Molecular recognition by natural macrocycles.: Part II.: Esterolytic activity and chiral discrimination of amino acid derivatives by the zwitterionic form of (+)-tubocurarine

The esterase and complexation properties of the zwitterionic form of a macrocyclic alkaloid (+)-tubocurarine possessing two phenolic nucleophilic groups are described. Cleavage of 4-nitrophenyl esters of N-protected phenylalanine enantiomers involves reaction paths with one and two alkaloid molecules. Substrate binding enantioselectivity is large and is opposite to the kinetic enantioselectivity, leading to the modest observed enantioselectivity of the reaction, which reaches a maximum (k(L)/k(D) approximate to 1.5) at ca. 0.002 mol dm(-3) alkaloid concentration and practically disappears on going to 0.01 mol dm(-3) alkaloid solution.
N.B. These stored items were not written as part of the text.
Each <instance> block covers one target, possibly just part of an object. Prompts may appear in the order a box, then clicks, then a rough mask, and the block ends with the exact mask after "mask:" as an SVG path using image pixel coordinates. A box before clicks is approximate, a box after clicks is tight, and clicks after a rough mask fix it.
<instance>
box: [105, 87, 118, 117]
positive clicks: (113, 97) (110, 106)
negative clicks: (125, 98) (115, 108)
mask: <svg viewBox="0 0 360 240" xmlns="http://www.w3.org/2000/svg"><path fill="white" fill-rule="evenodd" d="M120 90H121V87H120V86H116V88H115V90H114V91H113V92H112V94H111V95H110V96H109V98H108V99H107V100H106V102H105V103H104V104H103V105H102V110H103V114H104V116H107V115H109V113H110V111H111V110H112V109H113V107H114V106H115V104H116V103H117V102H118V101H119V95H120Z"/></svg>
Addition of boric acid initially enhances the reaction rate and enantiospecificity, but in more concentrated berate solutions the expected inhibition due to blocking of the phenolate groups is observed. For the first time reported for an alkaloid; the esterolytic activity of (+)-tubocurarine towards 4-nitrophenyl acetate fairs on a common Bronsted plot together with cyclodextrins and some synthetic macrocycles. Binding of enantiomers of differently charged derivatives of alanine, phenylalanine and beta-phenylethylamine to the zwitterionic form of(+)-tubocurarine in aqueous solution was-studied by H-1 NMR and fluorescence titration. The binding constants vary from <5 dm(3) mol(-1) for alanine to ca. 50 dm(3) mol(-1) for phenylalanine derivatives and the binding enantioselectivity Varies from marginal for N-acetylphenylalanine enantiomers to a quite notable, three-fold differentiation between L- and D-phenylalanine. While the enantiospecificity depends primarily on electrostatic interactions, the overall stability is determined by guest hydrophobicity. This conclusion was confirmed by docking calculations for enantiomers of phenylalanine. Addition of amino acid derivatives to solutions containing (+)-tubocurarine and highly fluorescent 8-anilinonaphthalenesulfonate anion leads to enantioselective spectral responses which are indicative of formation of ternary complexes.